Such were the reverberations of the Great Beer Raid staged the week before by the liquor enforcement arm of the State Police. The agents hauled off about $7,000 worth of beer from three bars, acting on a single complaint that alleged it was unregistered. (Days later, they hit a major distributor in the Northeast.)
The Pennsylvania Liquor Control Board (PLCB) requires beer sold in the state to be registered by the brewer or importing distributor, the better to collect taxes and, in the words of chief enforcer Maj. John Lutz, to "safeguard the public" from amateur batches of bum beer.
But with the state's own listings sometimes out of date, and the imperfect record of small-time brewers in filing paperwork, bars all over town suddenly found themselves treading on eggshells - sadly, during a weekend that had been devoted to showcasing the city's hip, cutting-edge, big-time beer scene.
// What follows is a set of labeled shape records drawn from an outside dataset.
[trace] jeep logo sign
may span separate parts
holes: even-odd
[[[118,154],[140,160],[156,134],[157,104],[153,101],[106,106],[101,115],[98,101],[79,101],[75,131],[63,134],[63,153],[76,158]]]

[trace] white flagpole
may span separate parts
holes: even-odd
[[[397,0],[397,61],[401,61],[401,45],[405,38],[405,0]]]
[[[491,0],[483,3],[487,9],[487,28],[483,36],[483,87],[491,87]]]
Let's be clear. This was not about promoting the rowdy drinking associated with fizzy green beer and stupefied St. Patrick's Day carousers. It was about celebrating the revival of the lost brewing arts; about pouring the anti-Buds - beer made with body, care, and full flavor, the stuff that was drained out long ago by the mega-manufacturers.
So it was heartening that despite the occasional moments of stage fright, the weekend's show went resoundingly on.
Close to 1,000 tickets were sold to the Brewer's Plate, the food-and-beer extravaganza that spilled from the rotunda into the Egyptian Room at Penn's University Museum on Sunday. (One highlight: Southwark Cafe's roast pig with the logo of Nodding Head Brewery, which supplied accompanying saison beer, tattooed expertly near its snout.)